Prep Time: 10 minutes
Cook Time: 20 minutes
Total Time: 30 minutes
- 1 pound boneless skinless chicken breast cut into 1 inch pieces (season chicken to your liking)
- 2 cups small broccoli florets
- 1 cup sliced mushrooms if you don’t like mushrooms you can add carrots or more broccoli.
- 2 teaspoons minced fresh ginger or Squeeze Ginger
- 1 teaspoon minced garlic
- 1/4 cup low sodium chicken broth
- 11/2 teaspoon soy sauce
- salt and pepper to taste
- Heat 1 table of olive oil in a large wok or frying pan over medium heat. Add the broccoli and mushrooms and cook for approximately 4 minutes or until vegetables are tender.

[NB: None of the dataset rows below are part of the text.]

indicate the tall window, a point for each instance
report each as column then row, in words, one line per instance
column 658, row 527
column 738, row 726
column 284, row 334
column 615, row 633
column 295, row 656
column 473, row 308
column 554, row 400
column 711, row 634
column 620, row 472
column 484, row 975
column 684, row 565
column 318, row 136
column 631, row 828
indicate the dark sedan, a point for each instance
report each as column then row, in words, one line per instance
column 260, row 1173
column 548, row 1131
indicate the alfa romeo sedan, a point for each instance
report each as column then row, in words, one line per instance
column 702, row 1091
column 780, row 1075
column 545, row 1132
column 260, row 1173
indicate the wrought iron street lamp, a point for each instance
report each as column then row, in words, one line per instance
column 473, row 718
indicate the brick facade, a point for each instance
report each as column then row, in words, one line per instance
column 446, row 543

- Add the garlic to the pan and cook for 30 seconds more.
- Remove the vegetables from the pan; place them on a plate and cover.
- Wipe the pan clean with a paper towel and turn the heat to high. Add the remaining tablespoon of olive oil.
- Season the chicken pieces with salt and pepper and add them to the pan in a single layer. Cook for 3-4 minutes on each side until golden brown and cooked through.
- Add the vegetables back to the pan and cook for 2 more minutes or until the vegetables are warmed through.
- Add the soy sauce, ginger, and chicken broth, over the chicken and vegetables; cook for 30 seconds.
Serve immediately, with rice or noodles.